F. Inverse Condemnation
Appellants next contend that the City's taking of their contract rights is properly subject to an inverse condemnation claim, and that material issues of fact require this claim to be resolved at trial.
Article I, section 19, of the California Constitution provides, in pertinent part, that “[p]rivate property may be taken or damaged for public use only when just compensation, ascertained by a jury unless waived, has first been paid to, or into court for, the owner.” Our Supreme Court has held that “ ‘the rule requiring compensation for property taken for or injured in connection with public use has been held to apply to personal property, such as valid contracts and contractual rights․' ” (City of Oakland v. Oakland Raiders (1982) 32 Cal.3d 60, 66-67, 183 Cal.Rptr. 673, 646 P.2d 835.) This claim fails because appellants have no contractual rights arising out of the March 2003 resolution.
The orders appealed from are affirmed.
1. Appellants named as defendants the City and County of San Francisco, San Francisco Airport Commission, and San Francisco International Airport. We will refer to defendants/respondents collectively as “the City.”
2. We derive our statement of the facts from the trial court's findings as to the undisputed facts, which adopted in its entirety the City's separate statement of undisputed facts in support of its motion. We also include relevant and undisputed facts from the appellants' separate statement in support of their motion.
3. The FOL privilege (also referred to as priority dispatch or short line access) permits a taxi to go immediately to the front of the line of taxis waiting to pick up customers rather than to the back of that line.
4. With respect to the number of CNG cabs operating at SFO at that time, there is some confusion in the record as to whether it was 30 or 31. The parties both use the number 31, so we will do the same.
5. In ruling that a developer has no vested right to complete a building project before building permits are issued, the court stated that any change in the rule that a developer has no vested rights in existing zoning must come from the Legislature. (Avco, 17 Cal.3d at p. 796, 132 Cal.Rptr. 386, 553 P.2d 546.) Thereafter, the Legislature enacted a statute permitting local governments to freeze zoning early in the development process, before building permits are issued. (See Santa Margarita Area Residents Together v.
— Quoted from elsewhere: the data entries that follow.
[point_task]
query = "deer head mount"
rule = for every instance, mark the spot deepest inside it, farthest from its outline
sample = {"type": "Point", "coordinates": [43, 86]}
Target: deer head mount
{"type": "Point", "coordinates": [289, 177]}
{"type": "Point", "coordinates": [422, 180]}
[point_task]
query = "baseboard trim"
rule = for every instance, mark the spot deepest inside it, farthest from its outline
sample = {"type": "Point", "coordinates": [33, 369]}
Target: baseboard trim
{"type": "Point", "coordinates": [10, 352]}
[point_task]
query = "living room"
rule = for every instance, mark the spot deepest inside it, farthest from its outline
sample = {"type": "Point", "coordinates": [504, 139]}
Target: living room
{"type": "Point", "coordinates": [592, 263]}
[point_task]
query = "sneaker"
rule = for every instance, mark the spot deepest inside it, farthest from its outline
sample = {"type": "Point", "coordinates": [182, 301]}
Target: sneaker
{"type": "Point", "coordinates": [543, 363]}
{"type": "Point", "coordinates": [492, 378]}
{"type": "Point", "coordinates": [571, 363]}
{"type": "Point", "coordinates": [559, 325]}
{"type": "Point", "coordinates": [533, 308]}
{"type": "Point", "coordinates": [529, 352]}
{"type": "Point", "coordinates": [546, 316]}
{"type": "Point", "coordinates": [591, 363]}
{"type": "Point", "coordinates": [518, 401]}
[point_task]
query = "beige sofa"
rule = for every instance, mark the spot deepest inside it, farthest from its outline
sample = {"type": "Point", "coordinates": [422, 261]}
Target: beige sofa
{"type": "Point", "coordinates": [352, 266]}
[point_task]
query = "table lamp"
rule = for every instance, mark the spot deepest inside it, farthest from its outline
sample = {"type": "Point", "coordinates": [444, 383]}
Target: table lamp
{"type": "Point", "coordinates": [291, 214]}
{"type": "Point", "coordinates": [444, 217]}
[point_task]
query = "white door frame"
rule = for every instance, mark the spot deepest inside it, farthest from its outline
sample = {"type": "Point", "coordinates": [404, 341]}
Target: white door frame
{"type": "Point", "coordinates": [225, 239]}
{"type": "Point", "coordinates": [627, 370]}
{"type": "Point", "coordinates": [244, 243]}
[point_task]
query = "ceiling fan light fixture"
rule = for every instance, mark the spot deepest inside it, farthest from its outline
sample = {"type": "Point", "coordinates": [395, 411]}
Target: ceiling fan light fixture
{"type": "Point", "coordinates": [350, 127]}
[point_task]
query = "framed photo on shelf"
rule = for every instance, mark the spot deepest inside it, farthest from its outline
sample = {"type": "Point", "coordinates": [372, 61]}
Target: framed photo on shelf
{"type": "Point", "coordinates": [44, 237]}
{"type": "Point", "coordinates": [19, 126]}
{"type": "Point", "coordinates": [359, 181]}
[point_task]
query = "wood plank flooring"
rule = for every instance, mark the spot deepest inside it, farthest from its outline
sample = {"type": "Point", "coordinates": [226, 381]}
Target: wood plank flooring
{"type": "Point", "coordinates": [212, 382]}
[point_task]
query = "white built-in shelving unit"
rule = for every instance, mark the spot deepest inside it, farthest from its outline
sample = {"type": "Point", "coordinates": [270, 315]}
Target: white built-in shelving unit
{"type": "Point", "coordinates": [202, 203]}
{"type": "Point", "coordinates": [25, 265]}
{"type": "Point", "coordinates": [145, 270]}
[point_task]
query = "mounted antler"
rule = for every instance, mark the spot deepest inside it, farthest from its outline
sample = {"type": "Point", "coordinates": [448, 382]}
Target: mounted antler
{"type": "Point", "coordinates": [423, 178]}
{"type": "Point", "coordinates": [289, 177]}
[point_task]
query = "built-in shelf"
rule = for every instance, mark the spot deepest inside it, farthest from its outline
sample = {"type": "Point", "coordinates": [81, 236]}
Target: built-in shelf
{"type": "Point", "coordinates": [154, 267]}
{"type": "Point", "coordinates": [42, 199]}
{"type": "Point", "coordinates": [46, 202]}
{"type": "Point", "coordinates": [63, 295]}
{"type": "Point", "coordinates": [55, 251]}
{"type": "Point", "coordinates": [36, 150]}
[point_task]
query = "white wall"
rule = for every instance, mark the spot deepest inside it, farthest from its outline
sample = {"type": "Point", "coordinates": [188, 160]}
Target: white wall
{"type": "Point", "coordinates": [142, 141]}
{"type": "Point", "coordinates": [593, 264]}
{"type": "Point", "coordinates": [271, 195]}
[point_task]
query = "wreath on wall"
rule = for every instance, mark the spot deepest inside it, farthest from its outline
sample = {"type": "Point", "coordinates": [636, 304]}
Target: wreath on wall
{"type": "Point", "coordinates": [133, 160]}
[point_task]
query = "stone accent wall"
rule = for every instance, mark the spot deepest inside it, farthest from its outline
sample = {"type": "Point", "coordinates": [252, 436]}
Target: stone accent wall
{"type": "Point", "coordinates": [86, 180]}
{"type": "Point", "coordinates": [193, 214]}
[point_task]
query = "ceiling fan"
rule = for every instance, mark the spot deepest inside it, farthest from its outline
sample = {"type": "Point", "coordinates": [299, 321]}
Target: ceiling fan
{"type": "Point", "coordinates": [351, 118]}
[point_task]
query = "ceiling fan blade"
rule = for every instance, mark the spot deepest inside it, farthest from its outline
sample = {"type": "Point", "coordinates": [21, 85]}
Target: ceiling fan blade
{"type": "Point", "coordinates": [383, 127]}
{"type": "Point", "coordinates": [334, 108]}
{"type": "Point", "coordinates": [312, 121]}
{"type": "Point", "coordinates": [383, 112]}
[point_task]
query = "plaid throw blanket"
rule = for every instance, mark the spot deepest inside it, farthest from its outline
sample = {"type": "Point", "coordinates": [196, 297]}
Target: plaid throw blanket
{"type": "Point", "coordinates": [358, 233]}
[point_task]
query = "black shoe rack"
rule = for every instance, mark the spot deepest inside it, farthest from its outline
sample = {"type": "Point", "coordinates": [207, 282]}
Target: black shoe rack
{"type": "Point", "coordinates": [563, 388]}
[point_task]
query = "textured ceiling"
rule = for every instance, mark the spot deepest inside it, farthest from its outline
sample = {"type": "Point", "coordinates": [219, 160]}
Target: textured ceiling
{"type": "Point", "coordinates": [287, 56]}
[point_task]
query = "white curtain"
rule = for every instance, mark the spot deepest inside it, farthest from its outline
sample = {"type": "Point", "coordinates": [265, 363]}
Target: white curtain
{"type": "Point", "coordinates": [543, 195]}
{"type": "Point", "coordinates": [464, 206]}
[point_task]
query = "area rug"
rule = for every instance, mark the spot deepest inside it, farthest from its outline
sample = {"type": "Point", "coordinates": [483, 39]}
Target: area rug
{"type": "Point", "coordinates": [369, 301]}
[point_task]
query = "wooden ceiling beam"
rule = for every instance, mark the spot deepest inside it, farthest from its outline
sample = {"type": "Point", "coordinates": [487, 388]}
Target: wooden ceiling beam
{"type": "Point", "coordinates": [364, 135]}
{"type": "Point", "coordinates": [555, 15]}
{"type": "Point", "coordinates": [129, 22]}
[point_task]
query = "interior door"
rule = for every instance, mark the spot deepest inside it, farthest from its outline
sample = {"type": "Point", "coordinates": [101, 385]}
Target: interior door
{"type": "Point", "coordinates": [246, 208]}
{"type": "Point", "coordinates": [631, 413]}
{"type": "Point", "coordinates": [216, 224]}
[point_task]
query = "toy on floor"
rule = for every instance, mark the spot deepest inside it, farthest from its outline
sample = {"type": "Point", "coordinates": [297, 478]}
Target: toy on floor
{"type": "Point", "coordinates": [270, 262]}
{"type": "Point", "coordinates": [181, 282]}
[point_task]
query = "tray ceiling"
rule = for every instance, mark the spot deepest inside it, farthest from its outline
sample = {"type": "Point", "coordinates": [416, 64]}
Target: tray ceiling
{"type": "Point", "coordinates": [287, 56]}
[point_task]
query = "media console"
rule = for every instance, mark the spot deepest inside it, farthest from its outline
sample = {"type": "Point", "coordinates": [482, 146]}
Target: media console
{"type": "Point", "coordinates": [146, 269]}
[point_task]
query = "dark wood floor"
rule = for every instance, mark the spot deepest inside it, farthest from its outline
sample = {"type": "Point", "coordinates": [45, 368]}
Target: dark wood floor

San Luis Obispo County Bd. of Supervisors (2000) 84 Cal.App.4th 221, 229-230, 100 Cal.Rptr.2d 740.)
6. San Francisco Charter section 3.105 provides: “No officer or employee shall bind the City and County to expend money unless there is a written contract or other instrument and unless the Controller shall certify that sufficient unencumbered balances are available in the proper fund to meet the payments under such contract or other obligation as these become due.”
7. Quite rightly, appellants' counsel conceded at oral argument that if a contract is “invalid” or “unenforceable,” no money damages are recoverable for its alleged breach.
8. Promissory estoppel is based on a promise; equitable estoppel is based on misrepresentation of an existing fact. (Panno v. Russo (1947) 82 Cal.App.2d 408, 412, 186 P.2d 452.)
We concur: KLINE, P.J., and RICHMAN, J.